A close-up image of calligraphy and sculpted monotype print in a museum.
A site-specific installation titled Practice Makes Perfect by Taiko Chandler. The piece includes Tyvek monotype and calligraphy by the artist’s mother. Photo courtesy of the Littleton Museum.

In traditional printmaking, an artist creates a design on wood, metal, stone or another material and transfers it onto a different surface, usually paper or fabric.

Denver-based Japanese artist Taiko Chandler lets her intuition, memories and emotion drive her printmaking practice, which allows her to use the medium in new and innovative ways.

A solo exhibition by Chandler titled, Thoughtful Intuition, is on display at the Littleton Museum, showcasing monoprints, paintings, three-dimensional artwork and installations created through Chandler’s original processes.

“My process is very organic … also instinctive,” Chandler said. “(The) most important thing is just to be true to myself.”

Chandler’s unique process

After having traditional printmaking work on display at the museum recently, Curator of Patron Engagement Moira Casey said Chandler’s unique use of the medium is a great way to show visitors the vast creativity that can exist within one type of art.

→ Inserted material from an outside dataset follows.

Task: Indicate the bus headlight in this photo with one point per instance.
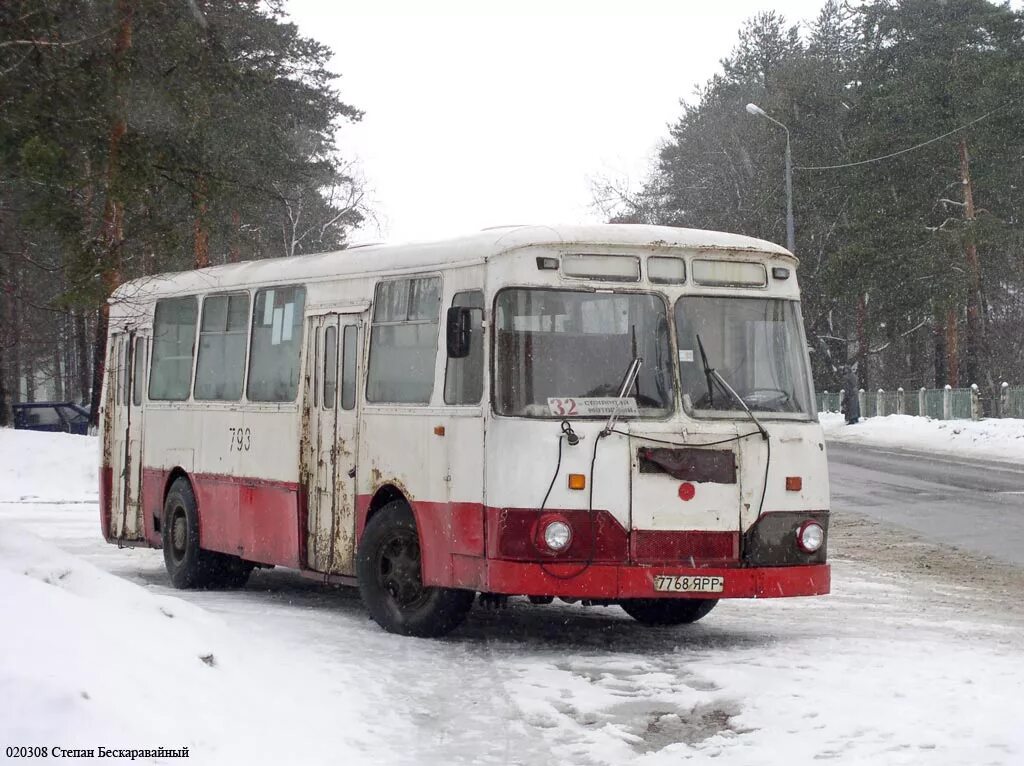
(557, 536)
(810, 537)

“Taiko’s work is so unique because of the material she uses,” said Moira Casey, curator of patron engagement at the museum. “She’s just very courageous with experimenting with different materials.”

In addition to printing onto paper, Chandler uses Tyvek – a brand of synthetic, high-density, spunbound polyethylene fibers most commonly used under a building’s exterior siding to protect the structure from moisture.

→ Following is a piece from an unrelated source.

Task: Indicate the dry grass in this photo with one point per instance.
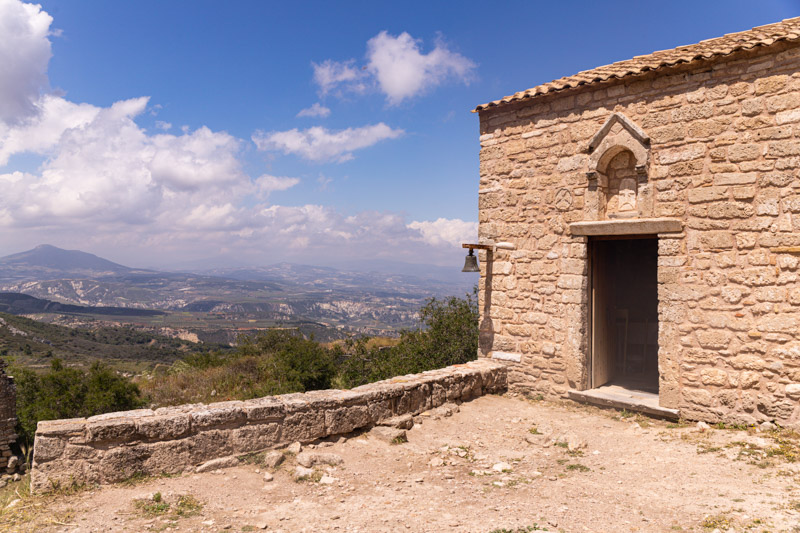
(22, 511)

“The big installation piece in this exhibit is actually a print on Tyvek and then she cuts out some of the pieces,” Casey said. “Then, she actually folds it up and manipulates it and pins it to the wall so it really becomes a 3D, almost sculptural piece – (it) just doesn’t even look like a print.”

The result feels symbolic of the way people might experience some of their most deep-rooted memories, Casey wrote in a press release.

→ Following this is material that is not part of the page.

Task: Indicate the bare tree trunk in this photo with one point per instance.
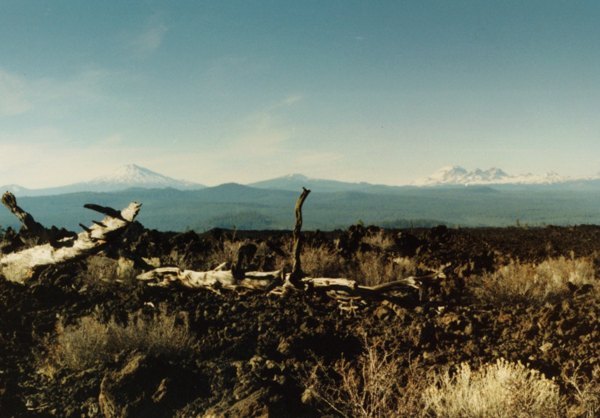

“Instead of having an exact visual picture or a structured outline of the experience, we recall the curve of sentiments felt in that space,” she wrote. “We sense the wispy dappling of a beautiful light, or the dense pull of a heavy sense of loss or sorrow. Chandler recreates the feeling of memory in a way that is both tangible and intangible simultaneously.”

Memories and emotion

Chandler said the main installation of the exhibit was inspired by a recent visit to Japan to visit her mother, who was sick. The colors represent the intensity of her emotions during that time and she incorporated artifacts of her mother’s calligraphy practice in the installation.

Her work usually begins abstract, but sometimes it grows to carry a larger message as she spends more time with the piece, she said.

“Sometimes memory comes up, or some emotion comes up, or some idea or thoughts come up,” she said.

Casey said this approach to Chandler’s artwork stands out to her.

“It’s sort of this balance of having a gut intuition about what she wants to do and how to make a piece feel balanced and beautiful, and also just sort of putting her energy into it and her emotion from what she’s experiencing at that time,” Casey said.

Casey said she hopes the exhibit shows visitors a new purpose of art.

“I really want people to understand that art can be a medium for emotional exploration and sort of working through visceral feelings and kind of responding to the environment and events that are occurring, for both personal and communal events,” she said.

Since visitors will not have lived through the same experiences and emotions as Chandler, she said she hopes her work makes people pause to wonder and be curious.

And with the abstract shapes and colors, she hopes it might even resonate with their personal memories, emotions or experiences in some way, too.

Chandler’s exhibit will be on display until Jan. 7.

The gallery is open 9 a.m. until 5 p.m. on Tuesdays through Saturdays and 11 a.m. to 5 p.m. on Sundays. Admission is free.